Flexible Deployment Options
The system can be deployed both on-premise or in the cloud, depending on organizational requirements:
-
On-Premise / Private Cloud: For maximum control and compliance, all components—including the Orchestrator, BPMN engine, RAG index, and business APIs—run in a secure private infrastructure.
-
Public Cloud: For scalability and access to the latest AI models, organizations may choose to integrate cloud-hosted LLMs while keeping sensitive logic and data private.
This hybrid configuration ensures that reasoning can leverage the power of large-scale public LLMs, while execution, workflows, and data remain under enterprise control.
Data Privacy & Compliance
The Orchestrator enforces strict PII (Personally Identifiable Information) compliance via Microsoft Presidio Analyizer across all interactions:
-
No customer-specific or sensitive data is transmitted to public LLMs.
-
Prompts are contextually crafted and anonymized before being sent externally.
-
All execution logic, business data, and audit trails remain fully within the private environment.

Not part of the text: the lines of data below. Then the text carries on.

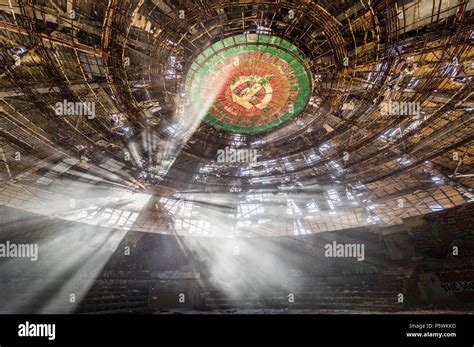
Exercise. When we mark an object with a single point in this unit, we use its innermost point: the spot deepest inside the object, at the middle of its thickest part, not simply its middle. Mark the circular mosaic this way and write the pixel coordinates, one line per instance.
(249, 84)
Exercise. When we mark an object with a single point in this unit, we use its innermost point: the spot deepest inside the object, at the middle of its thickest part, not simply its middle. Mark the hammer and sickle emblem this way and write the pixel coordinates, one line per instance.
(247, 98)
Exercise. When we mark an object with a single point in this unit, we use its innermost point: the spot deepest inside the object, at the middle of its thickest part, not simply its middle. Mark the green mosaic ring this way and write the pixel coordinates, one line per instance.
(249, 84)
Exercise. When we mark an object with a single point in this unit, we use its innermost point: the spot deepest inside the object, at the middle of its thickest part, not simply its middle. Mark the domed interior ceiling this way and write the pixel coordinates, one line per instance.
(118, 112)
(249, 84)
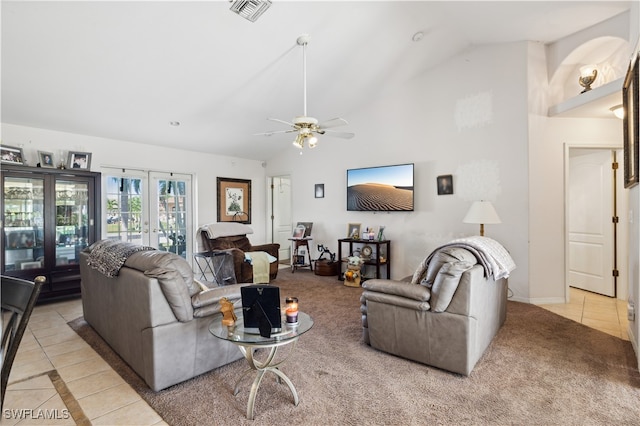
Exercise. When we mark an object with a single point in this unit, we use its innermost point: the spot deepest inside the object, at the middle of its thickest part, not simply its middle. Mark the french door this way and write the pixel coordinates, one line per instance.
(149, 208)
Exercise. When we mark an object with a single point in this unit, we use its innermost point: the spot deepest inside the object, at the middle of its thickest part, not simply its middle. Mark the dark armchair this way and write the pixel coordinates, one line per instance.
(18, 299)
(232, 237)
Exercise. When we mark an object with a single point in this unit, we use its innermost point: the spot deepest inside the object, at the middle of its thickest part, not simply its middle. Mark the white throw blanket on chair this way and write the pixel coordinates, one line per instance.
(495, 259)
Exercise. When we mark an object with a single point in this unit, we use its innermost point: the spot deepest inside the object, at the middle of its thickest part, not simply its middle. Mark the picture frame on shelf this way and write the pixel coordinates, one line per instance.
(630, 123)
(353, 230)
(234, 200)
(79, 160)
(298, 231)
(46, 159)
(308, 227)
(11, 155)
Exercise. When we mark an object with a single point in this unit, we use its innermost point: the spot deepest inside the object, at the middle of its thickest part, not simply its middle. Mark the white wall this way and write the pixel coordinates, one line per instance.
(634, 214)
(419, 125)
(109, 152)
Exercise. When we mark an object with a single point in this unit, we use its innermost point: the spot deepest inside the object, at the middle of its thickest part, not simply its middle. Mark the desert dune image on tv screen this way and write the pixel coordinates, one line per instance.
(388, 188)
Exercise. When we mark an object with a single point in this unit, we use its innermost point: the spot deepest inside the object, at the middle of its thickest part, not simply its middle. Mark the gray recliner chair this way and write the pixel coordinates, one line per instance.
(447, 319)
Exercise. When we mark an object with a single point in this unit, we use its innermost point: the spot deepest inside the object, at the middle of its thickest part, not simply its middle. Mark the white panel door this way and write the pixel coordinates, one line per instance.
(282, 225)
(590, 221)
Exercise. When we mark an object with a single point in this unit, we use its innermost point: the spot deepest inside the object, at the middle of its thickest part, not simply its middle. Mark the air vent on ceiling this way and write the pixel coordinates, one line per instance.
(250, 9)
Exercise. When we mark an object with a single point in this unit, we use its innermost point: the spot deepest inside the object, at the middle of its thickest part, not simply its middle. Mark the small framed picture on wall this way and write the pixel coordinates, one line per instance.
(79, 160)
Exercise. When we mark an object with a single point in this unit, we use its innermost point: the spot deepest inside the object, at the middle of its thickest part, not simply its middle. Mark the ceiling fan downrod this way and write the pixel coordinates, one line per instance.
(303, 40)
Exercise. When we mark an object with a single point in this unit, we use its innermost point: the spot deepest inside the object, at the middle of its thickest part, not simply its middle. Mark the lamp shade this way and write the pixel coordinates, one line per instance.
(482, 212)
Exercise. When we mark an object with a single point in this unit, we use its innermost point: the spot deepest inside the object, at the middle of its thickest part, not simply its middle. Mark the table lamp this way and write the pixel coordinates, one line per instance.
(482, 212)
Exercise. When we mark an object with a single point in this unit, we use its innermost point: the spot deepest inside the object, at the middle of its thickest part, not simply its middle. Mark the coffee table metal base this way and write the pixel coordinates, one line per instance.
(263, 367)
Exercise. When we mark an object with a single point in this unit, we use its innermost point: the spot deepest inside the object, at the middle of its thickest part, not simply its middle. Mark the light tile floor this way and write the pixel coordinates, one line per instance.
(603, 313)
(57, 379)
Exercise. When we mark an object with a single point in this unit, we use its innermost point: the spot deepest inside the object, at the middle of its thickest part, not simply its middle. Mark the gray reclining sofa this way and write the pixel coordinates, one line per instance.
(445, 316)
(156, 317)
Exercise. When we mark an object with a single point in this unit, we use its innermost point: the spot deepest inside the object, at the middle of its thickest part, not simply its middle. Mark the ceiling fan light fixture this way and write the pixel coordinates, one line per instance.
(299, 142)
(251, 10)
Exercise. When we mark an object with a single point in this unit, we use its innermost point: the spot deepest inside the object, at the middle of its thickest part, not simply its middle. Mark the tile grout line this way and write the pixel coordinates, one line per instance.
(69, 400)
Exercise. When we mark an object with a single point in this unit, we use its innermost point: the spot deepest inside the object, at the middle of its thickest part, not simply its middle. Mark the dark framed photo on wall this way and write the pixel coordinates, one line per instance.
(445, 184)
(630, 123)
(234, 200)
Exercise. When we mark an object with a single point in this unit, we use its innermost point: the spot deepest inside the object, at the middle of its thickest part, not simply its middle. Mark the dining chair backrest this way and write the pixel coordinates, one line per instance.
(18, 298)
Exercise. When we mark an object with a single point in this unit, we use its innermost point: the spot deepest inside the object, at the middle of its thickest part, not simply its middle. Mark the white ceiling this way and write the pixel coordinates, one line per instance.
(124, 70)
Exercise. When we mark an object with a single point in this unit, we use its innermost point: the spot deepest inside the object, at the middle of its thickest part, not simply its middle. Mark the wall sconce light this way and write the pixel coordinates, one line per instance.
(588, 74)
(618, 111)
(482, 212)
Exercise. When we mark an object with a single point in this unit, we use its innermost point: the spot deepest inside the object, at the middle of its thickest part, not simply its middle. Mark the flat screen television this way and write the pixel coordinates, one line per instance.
(380, 189)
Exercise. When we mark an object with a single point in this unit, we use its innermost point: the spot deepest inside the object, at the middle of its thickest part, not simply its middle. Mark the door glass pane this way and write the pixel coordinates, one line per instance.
(72, 220)
(124, 209)
(172, 216)
(23, 223)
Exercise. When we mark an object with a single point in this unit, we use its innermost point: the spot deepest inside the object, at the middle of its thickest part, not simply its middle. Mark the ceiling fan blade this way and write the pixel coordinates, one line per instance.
(344, 135)
(277, 120)
(274, 132)
(334, 122)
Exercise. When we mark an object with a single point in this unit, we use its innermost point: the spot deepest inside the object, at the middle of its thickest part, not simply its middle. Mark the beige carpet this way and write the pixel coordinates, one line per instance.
(541, 369)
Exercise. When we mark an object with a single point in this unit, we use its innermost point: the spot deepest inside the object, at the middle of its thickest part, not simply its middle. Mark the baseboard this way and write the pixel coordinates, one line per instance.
(634, 342)
(547, 301)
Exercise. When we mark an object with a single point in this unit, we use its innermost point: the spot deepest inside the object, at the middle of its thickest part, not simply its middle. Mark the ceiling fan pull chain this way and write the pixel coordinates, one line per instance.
(304, 75)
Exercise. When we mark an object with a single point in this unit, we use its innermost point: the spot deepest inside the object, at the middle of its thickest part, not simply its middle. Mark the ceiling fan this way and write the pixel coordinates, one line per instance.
(308, 127)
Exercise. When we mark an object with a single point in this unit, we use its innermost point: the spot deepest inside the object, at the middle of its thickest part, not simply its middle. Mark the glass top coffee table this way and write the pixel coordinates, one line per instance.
(249, 342)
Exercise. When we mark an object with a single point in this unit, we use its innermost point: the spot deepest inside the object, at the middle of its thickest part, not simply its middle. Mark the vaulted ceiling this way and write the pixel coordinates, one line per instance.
(125, 70)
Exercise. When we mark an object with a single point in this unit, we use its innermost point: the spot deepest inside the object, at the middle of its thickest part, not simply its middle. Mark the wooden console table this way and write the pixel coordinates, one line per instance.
(380, 259)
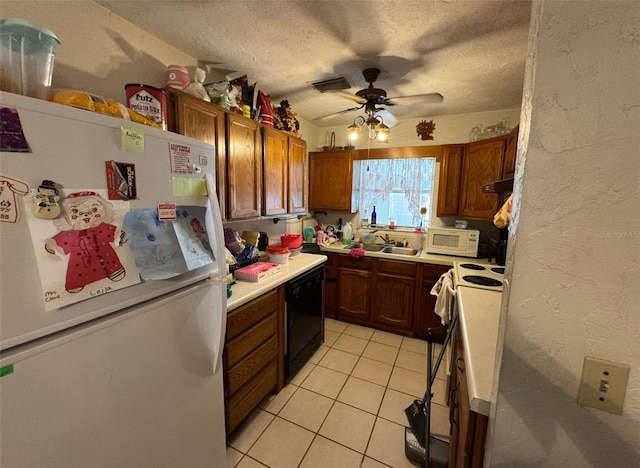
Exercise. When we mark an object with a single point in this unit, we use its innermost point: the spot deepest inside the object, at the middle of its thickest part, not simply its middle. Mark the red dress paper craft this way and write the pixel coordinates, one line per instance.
(89, 241)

This guarantees data sovereignty, regulatory compliance (e.g., GDPR, HIPAA), and customer trust—without compromising on AI capability.
Security & Guardrails
To ensure reliability and safety:
-
Prompt Injection Protection: Sanitizes inputs to prevent malicious prompt manipulation.
-
Context Filtering: Ensures only approved data fields are included in prompts.
-
Response Validation: All LLM outputs pass through a validation layer before execution.
-
Anti-Hallucination Measures: RAG grounding ensures factual accuracy, while BPMN flows guarantee deterministic actions.